Sherie Leigh Vrable, 49, of Washington Township in Fayette County, has sought for five years to be reinstated to her job as a teaching assistant in an emotional support class with the Westmoreland Intermediate Unit, claiming her firing was inappropriate.

The 3-2 appellate court decision effectively overturns two lower court rulings that affirmed Vrable's firing.

Vrable, a 23-year teaching veteran, was fired after she was found unconscious in a restroom at West Newton Elementary School. Court records show that Vrable was treated for an overdose of Fentanyl, a pain-relief drug similar to morphine, from a patch she had placed on her back.

West Newton police subsequently charged Vrable with possession of a controlled substance. She was sentenced to a year's probation without verdict for the offense.

The Intermediate Unit concluded that Vrable's actions constituted immorality because it occurred on school property and set a poor example for students.

Her firing was initially reversed by a state arbiter. The arbiter ruled that Vrable would not receive any back pay, but made her reinstatement subject to successful completion of a drug and alcohol treatment class and unannounced, periodic alcohol and drug screening.

That decision was appealed by the Intermediate Unit and in 2003 Westmoreland Judge Gary Caruso found that the district had appropriate grounds to terminate her employment.

In 2005, a three-judge panel of the state Commonwealth Court issued a split decision that affirmed Caruso's ruling and upheld the firing.

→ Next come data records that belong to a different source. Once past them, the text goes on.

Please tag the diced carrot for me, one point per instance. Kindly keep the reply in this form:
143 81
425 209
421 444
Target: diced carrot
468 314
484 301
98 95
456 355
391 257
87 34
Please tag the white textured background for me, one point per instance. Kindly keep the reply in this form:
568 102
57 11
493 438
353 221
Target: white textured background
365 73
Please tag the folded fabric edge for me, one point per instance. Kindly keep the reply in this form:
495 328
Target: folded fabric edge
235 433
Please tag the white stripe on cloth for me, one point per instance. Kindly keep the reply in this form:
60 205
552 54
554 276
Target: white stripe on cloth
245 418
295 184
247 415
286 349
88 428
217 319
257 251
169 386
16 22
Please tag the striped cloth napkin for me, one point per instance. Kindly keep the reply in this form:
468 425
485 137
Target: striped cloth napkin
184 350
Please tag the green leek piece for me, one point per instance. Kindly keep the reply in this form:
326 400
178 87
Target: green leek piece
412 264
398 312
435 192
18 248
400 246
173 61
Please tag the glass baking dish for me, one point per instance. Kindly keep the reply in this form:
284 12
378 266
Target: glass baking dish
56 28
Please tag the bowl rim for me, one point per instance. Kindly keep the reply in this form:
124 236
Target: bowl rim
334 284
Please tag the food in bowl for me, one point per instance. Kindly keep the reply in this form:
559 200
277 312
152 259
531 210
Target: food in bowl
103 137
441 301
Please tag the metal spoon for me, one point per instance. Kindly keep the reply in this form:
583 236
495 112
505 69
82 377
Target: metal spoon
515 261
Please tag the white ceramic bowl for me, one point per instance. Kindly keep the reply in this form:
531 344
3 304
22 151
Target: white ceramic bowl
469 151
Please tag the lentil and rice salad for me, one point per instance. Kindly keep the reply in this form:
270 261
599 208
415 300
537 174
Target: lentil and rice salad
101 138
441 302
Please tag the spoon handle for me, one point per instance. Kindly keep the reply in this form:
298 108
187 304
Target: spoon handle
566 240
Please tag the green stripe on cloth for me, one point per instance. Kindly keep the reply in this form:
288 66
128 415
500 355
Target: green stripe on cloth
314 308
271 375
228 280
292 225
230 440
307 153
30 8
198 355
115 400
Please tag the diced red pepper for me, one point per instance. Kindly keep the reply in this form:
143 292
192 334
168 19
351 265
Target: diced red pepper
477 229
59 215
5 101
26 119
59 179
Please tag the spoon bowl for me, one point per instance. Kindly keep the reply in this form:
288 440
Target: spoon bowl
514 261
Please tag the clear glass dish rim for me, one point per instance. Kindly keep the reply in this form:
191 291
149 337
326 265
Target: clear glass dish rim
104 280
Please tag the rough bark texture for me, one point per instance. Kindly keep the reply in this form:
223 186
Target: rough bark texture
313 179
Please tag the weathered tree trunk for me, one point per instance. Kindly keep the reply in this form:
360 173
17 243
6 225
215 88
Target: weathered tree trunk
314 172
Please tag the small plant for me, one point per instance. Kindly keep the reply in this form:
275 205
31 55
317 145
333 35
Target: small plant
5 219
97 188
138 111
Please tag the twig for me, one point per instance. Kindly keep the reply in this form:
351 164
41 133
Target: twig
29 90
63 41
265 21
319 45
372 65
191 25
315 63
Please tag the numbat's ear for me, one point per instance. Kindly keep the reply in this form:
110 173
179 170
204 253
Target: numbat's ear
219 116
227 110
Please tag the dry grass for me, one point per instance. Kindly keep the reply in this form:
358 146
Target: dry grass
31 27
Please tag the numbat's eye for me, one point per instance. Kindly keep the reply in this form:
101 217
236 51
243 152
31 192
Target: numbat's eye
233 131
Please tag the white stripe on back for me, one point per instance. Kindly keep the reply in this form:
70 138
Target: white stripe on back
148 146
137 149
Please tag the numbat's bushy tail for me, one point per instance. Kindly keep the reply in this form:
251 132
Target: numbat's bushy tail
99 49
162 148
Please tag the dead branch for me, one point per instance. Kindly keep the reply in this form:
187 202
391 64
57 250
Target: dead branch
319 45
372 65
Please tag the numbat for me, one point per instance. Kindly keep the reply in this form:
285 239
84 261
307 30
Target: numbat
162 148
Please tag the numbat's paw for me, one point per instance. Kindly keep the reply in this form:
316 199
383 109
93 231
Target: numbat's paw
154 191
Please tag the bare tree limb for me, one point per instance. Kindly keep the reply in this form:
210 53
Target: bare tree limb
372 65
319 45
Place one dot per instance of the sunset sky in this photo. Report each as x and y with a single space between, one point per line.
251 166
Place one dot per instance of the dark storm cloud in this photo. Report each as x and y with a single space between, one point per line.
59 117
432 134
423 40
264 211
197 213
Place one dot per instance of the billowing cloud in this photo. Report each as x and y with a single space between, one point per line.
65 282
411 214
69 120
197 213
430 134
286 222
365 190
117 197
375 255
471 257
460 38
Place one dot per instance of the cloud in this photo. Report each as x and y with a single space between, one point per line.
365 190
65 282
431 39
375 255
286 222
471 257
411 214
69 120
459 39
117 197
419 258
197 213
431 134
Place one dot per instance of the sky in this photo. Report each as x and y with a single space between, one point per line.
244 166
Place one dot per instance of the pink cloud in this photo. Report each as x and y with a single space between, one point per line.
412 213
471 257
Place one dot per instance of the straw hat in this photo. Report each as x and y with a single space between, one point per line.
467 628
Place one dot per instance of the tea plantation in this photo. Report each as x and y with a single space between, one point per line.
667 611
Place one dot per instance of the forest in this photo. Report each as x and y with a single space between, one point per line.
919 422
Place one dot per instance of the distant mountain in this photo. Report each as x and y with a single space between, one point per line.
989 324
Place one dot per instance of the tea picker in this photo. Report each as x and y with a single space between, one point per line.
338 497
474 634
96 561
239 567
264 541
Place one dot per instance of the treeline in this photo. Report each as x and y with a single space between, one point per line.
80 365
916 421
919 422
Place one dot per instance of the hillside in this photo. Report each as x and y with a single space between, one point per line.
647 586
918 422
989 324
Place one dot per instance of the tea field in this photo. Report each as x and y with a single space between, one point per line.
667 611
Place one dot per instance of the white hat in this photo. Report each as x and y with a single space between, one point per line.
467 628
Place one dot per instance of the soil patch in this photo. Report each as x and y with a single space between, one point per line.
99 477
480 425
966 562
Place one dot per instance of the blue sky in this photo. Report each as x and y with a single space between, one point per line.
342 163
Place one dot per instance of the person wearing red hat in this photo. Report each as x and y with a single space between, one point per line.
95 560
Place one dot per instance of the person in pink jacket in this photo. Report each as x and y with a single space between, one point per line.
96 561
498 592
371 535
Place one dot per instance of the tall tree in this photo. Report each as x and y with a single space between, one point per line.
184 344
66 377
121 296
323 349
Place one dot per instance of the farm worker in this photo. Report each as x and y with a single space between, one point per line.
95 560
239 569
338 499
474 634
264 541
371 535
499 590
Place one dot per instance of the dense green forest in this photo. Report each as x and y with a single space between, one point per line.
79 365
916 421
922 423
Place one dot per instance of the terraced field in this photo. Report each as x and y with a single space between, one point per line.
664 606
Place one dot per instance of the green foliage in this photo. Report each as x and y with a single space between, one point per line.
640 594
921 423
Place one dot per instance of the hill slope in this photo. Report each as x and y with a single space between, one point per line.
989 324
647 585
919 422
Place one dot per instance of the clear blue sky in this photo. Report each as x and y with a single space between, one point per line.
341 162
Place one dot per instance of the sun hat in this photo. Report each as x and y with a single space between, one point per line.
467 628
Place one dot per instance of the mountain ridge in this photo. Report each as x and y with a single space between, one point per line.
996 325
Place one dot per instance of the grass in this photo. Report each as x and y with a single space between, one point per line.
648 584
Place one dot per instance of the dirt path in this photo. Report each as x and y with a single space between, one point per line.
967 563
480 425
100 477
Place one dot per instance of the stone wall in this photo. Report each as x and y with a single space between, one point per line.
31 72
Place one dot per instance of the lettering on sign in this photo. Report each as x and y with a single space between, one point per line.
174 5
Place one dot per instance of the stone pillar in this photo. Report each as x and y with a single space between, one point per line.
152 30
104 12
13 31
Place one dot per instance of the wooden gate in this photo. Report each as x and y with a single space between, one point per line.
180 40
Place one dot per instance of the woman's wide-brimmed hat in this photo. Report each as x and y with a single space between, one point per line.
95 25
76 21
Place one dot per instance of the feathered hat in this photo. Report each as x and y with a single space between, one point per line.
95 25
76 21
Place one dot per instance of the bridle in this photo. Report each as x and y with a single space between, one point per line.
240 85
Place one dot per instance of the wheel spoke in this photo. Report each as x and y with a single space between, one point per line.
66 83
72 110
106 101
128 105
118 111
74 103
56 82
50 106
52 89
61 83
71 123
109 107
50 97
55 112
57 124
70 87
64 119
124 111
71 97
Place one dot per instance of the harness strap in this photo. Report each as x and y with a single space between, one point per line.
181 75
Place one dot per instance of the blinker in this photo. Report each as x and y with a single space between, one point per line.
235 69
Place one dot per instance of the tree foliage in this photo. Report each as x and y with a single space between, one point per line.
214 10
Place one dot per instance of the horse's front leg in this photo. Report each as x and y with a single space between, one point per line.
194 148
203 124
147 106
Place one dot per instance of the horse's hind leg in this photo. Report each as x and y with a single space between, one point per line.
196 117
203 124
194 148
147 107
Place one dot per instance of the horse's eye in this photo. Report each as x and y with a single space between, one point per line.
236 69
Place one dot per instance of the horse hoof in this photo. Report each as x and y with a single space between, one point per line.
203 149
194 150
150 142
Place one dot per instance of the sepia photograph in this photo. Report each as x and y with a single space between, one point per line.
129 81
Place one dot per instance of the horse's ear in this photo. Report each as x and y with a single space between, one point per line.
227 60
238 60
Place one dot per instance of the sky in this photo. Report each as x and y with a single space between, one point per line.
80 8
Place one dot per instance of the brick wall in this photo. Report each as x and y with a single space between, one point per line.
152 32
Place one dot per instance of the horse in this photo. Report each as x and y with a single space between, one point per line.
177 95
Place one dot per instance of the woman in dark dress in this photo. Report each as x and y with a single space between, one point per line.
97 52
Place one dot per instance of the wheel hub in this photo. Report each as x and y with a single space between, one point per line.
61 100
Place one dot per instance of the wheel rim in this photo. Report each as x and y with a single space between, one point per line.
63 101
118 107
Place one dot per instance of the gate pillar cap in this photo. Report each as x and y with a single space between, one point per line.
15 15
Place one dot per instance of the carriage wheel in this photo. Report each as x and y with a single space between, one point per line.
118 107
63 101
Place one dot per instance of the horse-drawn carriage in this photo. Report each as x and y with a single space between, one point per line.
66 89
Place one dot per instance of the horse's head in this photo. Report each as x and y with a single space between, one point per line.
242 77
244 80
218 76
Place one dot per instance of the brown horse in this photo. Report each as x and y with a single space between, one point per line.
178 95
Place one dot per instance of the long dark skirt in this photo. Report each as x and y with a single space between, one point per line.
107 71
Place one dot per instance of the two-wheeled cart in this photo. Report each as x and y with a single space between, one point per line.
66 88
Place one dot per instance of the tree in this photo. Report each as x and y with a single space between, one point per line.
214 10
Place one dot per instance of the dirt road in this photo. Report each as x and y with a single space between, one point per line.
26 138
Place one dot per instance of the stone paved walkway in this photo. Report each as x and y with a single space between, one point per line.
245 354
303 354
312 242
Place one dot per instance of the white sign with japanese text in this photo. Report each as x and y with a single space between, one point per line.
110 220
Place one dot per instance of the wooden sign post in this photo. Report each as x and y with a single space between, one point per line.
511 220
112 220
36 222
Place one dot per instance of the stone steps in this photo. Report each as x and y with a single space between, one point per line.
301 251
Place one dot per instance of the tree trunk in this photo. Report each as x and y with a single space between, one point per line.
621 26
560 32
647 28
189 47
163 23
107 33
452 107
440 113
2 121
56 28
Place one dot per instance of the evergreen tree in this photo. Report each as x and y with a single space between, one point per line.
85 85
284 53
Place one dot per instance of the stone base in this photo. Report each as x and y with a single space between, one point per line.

But now the Supreme Court has sided with the arbiter, suggesting Vrable's conduct was not immoral.

The court said, "We conclude, contrary to the Commonwealth Court majority, that the arbitrator's interpretation which resulted in his award can rationally be derived from the collective bargaining agreement."

Its opinion noted that "the arbitrator sustained the Association's grievance by finding that the Intermediate Unit lacked just cause to terminate Ms. Vrable because her conduct did not rise to the level of immorality.

"This conclusion was based upon the finding of a foolish mistake by Ms. Vrable in using a friend's Fentanyl patch; that this mistake did not so grossly offend the morals of the community so as to rise to the level of immorality, especially in light of it being the one and only one workplace incident in Ms. Vrable's 23-year unblemished tenure with the Intermediate Unit," the court said in a 19-page decision.

The court added that Westmoreland Common Pleas Court, at a future proceeding, should consider whether Vrable's reinstatement "contravenes a well-defined, dominant public policy that is ascertained by reference to the laws and legal precedents and not from mere general considerations of supposed public interests."

Vrable could not be reached for comment Friday.

Attempts to reach officials at the Intermediate Unit were unsuccessful.